Friday, February 17, 2017

Yap, that's it!

Riverbend's version of the wooden nickel, 1 metre across
Don't ask me for the circumference; work it out yourself: think π
(but not the steak-and-kidney one!)

 

There's a tiny island called Yap out in the Pacific Ocean. Economists love it because it helps answer this really basic question: What is money? In fact, the economist Milton Friedman, who compared Yap's monetary system to the gold standard, wrote a 1991 paper about it.

There's no gold or silver on Yap. But hundreds of years ago, explorers from Yap found limestone deposits on an island hundreds of miles away. And they carved this limestone into huge stone discs, which they brought back across the sea on their small bamboo boats.

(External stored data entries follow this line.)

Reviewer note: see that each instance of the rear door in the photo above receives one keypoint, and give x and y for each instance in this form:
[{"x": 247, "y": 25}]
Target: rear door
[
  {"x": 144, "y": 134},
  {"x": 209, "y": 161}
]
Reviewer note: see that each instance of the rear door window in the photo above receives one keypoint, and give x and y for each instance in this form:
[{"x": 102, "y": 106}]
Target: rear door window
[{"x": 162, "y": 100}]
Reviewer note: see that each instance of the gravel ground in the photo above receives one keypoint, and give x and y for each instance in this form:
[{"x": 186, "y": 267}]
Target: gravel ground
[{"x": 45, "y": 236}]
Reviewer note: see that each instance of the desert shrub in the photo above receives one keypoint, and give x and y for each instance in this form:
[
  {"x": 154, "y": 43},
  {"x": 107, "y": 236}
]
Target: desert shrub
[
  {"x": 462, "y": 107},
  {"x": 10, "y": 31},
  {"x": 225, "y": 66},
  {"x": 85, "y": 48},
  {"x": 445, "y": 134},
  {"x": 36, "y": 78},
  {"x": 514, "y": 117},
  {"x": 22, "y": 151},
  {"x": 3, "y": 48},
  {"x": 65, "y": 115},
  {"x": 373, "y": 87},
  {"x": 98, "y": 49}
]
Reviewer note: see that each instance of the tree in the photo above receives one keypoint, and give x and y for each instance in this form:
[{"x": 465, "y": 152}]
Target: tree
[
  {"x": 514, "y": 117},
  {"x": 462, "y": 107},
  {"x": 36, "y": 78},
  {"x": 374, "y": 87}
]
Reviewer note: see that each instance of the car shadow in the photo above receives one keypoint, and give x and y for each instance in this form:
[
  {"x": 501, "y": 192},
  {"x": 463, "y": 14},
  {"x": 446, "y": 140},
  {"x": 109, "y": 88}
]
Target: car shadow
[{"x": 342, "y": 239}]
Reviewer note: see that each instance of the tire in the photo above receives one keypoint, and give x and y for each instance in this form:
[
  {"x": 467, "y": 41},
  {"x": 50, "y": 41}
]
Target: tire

Then, at some point, the people on Yap realised what most societies realise: they needed something that everyone agrees on you can use to pay for stuff. And like many societies, the people of Yap took the thing they had that was pretty — their version of gold — and decided that was going to be their money - huge stone discs.

One thing about this money was that it was really heavy. A big piece could weigh more than a car. As a result, this very concrete form of money quickly made the jump to being something very abstract. So imagine there's this great big stone disc sitting in a village. One person gives it to another person. But the stone doesn't move. It's just that everybody in the village knows the stone now has a new owner. In fact, the stone doesn't even need to be on the island to count as money.

Seems crazy? Why? We do the same thing! We don't actually trade gold bars. We just trade ownership over the gold bars! When we write a cheque or use a credit card, the physical money doesn't actually move. It's just the ownership of that money that transfers.

So you could say the people of the island of Yap, being truly 'yappies', were a couple of thousand years ahead of us. But I'm catching up with them fast: I've just started my own version of the 'wooden nickel'.